Foto: © Jesco Denzel - Presse- und Informationsamt der Bundesregierung

Foto: © Jesco Denzel – Presse- und Informationsamt der Bundesregierung

Darf man Mitleid haben mit einem Bundespräsidenten? Natürlich. Sind wir nicht alle Sünder? Aber ja. Ist es nicht christlich, einem Sünder zu vergeben? Auch das: Ja – aber.

Will man sich an der Bibel orientieren, und ein christlicher Politiker wie Christian Wulff wird das nicht bestreiten wollen, dann heißt die Zwillingsschwester der Vergebung Buße: Umkehr, echte Reue. Bei der für den Präsidenten wie für die Zuschauer gleichermaßen peinlichen Befragung in der Fernseharena war man versucht, dem Bundespräsidenten auf die Schulter zu klopfen und ihm zuzurufen: »Ist schon gut«. Doch warum tauchen am Tag eins nach der erklärten Offenheit wieder neue Zweifel an der Wahrhaftigkeit des Präsidenten auf?

So kommt der Verdacht in die Welt, dass Reue für Wulff ein Werkzeug aus dem politischen Überlebens-Kit geworden ist.
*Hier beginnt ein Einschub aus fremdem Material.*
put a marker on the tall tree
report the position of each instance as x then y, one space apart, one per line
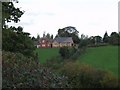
69 32
114 38
51 36
48 35
38 36
106 38
14 39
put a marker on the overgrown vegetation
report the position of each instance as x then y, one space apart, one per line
21 68
23 72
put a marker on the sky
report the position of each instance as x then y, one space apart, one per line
90 17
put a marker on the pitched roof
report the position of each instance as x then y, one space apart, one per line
63 39
47 39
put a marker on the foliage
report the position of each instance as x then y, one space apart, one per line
69 32
14 39
84 76
106 38
114 38
10 13
22 72
45 54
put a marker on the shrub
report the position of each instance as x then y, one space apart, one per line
22 72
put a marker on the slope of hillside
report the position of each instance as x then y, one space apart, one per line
101 57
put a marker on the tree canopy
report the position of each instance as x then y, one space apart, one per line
69 32
14 39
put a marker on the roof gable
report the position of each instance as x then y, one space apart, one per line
63 39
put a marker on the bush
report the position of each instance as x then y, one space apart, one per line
84 76
22 72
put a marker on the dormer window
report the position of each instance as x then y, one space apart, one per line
43 41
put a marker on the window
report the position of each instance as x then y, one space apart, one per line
43 41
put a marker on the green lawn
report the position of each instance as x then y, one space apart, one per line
101 57
46 53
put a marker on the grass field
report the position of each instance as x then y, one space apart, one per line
101 57
46 53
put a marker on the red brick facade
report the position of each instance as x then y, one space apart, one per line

Der Theologe Dietrich Bonheffer hat – freilich angesichts ungleich ernsthafterer Konflikte – vor einer »billigen Gnade« gewarnt: »Gnade ohne Preis, ohne Kosten«.

Die Bibel kennt den Preis: Es ist die Einsicht in die Verführbarkeit der Mächtigen. Das Alte Testament erzählt von Königen, die durch Gottes und des Volkes Willen auf den Thron kamen – und ihn verblendet von der Macht wieder verloren. Sie hatten die Empfindlichkeit für Unrecht verloren – oder auch nur dafür, was Menschen als Unrecht empfinden könnten. Die Macht selbst kann zur Gefahr werden auch für den Mächtigen. Und ihn isolieren.

Die biblische Mahnung trifft indes alle, die Macht verliehen bekommen – ob in Politik oder Wirtschaft, ob in Kirche oder Redaktionen. Die Propheten des Alten Testaments lehren uns: Mächtige brauchen Kritik, und sie brauchen Demut. Für ihre Kritiker gilt übrigens das Gleiche.